# Gecko throat puffing and mouth gaping



## Buggster (Feb 5, 2018)

im probably just fussing over nothing again, but I’ve noticed that one of my Northern Spiny Tails does a lot of throat puffing and mouth gaping when Im watching her. 

She’s hasn’t taken to handling as well as her cage mate and I can’t figure if this is a defensive thing or not? 
Just does it (as far as I’m aware) when I’m watching her- no problem during the day when they’re sleeping. Mostly she’ll turn to face me and do it. No bubbles/excessive fluid in the mouth.

And her much more tamed cagemate has not exhibited the same behaviour.

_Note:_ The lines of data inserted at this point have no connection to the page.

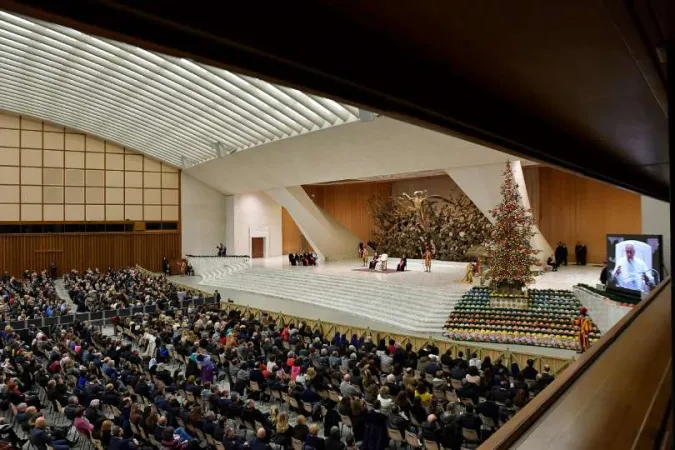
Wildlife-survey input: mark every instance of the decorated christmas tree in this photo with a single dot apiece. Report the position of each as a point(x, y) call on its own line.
point(510, 254)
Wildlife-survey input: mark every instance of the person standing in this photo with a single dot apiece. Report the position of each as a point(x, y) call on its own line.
point(584, 252)
point(585, 326)
point(427, 259)
point(165, 266)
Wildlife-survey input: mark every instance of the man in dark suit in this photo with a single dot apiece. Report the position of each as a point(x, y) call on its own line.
point(251, 414)
point(470, 420)
point(431, 431)
point(117, 441)
point(259, 442)
point(40, 437)
point(546, 376)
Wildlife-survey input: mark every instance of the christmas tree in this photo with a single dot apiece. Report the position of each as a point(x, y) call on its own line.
point(510, 254)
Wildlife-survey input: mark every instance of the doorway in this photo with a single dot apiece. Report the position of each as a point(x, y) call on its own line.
point(257, 247)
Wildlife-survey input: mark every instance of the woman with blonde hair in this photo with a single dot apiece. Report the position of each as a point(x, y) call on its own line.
point(385, 400)
point(409, 382)
point(106, 430)
point(284, 431)
point(274, 414)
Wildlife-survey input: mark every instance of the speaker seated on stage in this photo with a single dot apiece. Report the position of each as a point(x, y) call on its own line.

Is it just a defensive behaviour or...?


----------



## Bluetongue1 (Feb 6, 2018)

Whilst I am not familiar with that species, other Strophurus do face whatever is threatening them and gape the mouth and expel short, sharp bursts of air, that sound a bit like a mini version of the caw of a crow. This is frequently accompanied by the body being presented side on and arched up like a cat. So if that describes your lizard’s behaviour, then I am sorry to say that it simply means that your lizard does not like you. However, with patience and persistence I am sure you will eventually charm the socks of it.


----------



## Buggster (Feb 6, 2018)

Bluetongue1 said:


> Whilst I am not familiar with that species, other Strophurus do face whatever is threatening them and gape the mouth and expel short, sharp bursts of air, that sound a bit like a mini version of the caw of a crow. This is frequently accompanied by the body being presented side on and arched up like a cat. So if that describes your lizard’s behaviour, then I am sorry to say that it simply means that your lizard does not like you. However, with patience and persistence I am sure you will eventually charm the socks of it.



Thanks. She can not like me all she wants, as long as she’s healthy- that was the main concern. 
And yep, she does the back arching and ‘squeaking’ as well. Must have been a cat or bird in another life


----------



## Bluetongue1 (Feb 6, 2018)

LOL. "..a cat or a bird.." You just made my day!


----------



## tigahawk (Feb 13, 2018)

Still waiting on my Geckos / Pygopods in captivity book to hurry up from back order and get here so i can do more reading on them - but im looking to pick up a Trio in March. 

That sounds absolutely adorable rather than threatening XD


----------



## Buggster (Feb 13, 2018)

It is just too cute- thinks she’s a little lion.

Picked her up the other day just to have a quick check over and she went absolutely crazy nipping at my finger tips. Wasn’t even holding her, she was on an open palm and she went straight for the fingers to have a chomp.
And then of course she decided my hand was nice and warm and refused to go back onto her branch. Temperamental much?


----------



## Stompsy (Feb 13, 2018)

Buggster said:


> It is just too cute- thinks she’s a little lion.
> 
> Picked her up the other day just to have a quick check over and she went absolutely crazy nipping at my finger tips. Wasn’t even holding her, she was on an open palm and she went straight for the fingers to have a chomp.
> And then of course she decided my hand was nice and warm and refused to go back onto her branch. Temperamental much?


It's ALL about the warms.... cats and reptiles are very much alike in that regard!


----------